Короче, позвонил. Сначала подошла служанка. Потом отец. Затем она сама.

— Салли?

— Да… а кто это?

Вот выпендрёжка, я ведь уже отцу сказал «а кто это».

— Холден Колфилд. Как делишки?

— Холден! У меня всё прекрасно. А у тебя?

— Блеск. Слушай. Как вообще дела-то? В смысле, учёба?

— Прекрасно. В смысле… ну, сам понимаешь.

— Отлично. Ладно, слушай. Я чего думаю — ты сегодня свободна? Воскресенье, конечно. Но по выходным всегда дают два-три дневных представленья. В честь каких-нибудь там лицедеев, всё такое. Не желаешь сходить?

— С удовольствием. Дивно.

Дивно. Самое для меня ненавистное словечко. Столь показушное.

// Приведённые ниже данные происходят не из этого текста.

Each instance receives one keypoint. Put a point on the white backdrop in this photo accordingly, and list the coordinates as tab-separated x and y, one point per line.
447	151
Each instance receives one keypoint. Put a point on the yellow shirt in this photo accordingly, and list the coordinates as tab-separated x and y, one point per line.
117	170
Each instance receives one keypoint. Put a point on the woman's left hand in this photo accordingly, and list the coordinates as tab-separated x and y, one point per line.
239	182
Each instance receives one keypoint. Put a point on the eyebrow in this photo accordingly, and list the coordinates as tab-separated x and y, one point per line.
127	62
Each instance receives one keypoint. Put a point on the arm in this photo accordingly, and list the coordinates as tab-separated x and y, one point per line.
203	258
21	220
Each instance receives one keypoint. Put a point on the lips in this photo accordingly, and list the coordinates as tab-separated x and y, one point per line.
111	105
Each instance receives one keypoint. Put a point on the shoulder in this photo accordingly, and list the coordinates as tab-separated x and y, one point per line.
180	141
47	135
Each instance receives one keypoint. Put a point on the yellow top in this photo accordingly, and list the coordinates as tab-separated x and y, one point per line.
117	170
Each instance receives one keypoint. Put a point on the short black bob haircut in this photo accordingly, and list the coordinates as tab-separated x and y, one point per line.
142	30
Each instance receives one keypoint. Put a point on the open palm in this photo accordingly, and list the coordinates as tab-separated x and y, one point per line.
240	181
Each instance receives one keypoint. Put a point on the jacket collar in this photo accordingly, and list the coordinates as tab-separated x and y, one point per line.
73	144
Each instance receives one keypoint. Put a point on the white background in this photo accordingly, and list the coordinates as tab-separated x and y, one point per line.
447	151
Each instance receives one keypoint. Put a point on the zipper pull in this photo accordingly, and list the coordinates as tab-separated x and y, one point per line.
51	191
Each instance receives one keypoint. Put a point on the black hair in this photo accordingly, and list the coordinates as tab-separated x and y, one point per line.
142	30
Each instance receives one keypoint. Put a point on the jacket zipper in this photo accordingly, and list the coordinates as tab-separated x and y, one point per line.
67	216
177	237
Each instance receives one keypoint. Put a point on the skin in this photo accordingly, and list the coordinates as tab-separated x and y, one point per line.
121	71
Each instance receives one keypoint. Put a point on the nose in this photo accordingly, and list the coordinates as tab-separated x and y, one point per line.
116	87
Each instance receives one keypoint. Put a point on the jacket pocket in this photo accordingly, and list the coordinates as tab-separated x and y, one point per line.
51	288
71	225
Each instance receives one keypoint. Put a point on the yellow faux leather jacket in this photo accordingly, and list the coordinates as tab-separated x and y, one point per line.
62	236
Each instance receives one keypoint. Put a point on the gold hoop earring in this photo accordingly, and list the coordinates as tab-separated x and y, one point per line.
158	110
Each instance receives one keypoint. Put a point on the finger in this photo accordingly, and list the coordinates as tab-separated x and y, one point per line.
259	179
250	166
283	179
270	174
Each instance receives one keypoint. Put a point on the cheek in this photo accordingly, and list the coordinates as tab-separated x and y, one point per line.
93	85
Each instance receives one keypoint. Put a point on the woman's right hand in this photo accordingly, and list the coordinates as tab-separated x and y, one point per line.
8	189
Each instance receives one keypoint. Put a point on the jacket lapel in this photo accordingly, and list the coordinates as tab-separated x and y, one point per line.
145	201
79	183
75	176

На миг даже захотел сказать, мол насчёт представленья пошутил. Но ещё немного поболтали. Верней, поболтала она. Мне и слова не удалось вставить. Сначала рассказала о каком-то чуваке из Харварда — небось первогодке, но она, само собой, не уточнила, — смертельно по ней сохшему. День и ночь звонит. День и ночь — умора! После поведала про другого чувака, слушателя военного вуза, тот тоже из-за неё готов глотку перерезать. Велика важность! В общем, я назначил встречу под часами в гостинице «Билтмор» в два, да велел не опаздывать, потому как представленье, скорей всего, начнётся в полтретьего. А она вечно опаздывает. И повесил трубку. Ё-моё, во зануда — но красивая.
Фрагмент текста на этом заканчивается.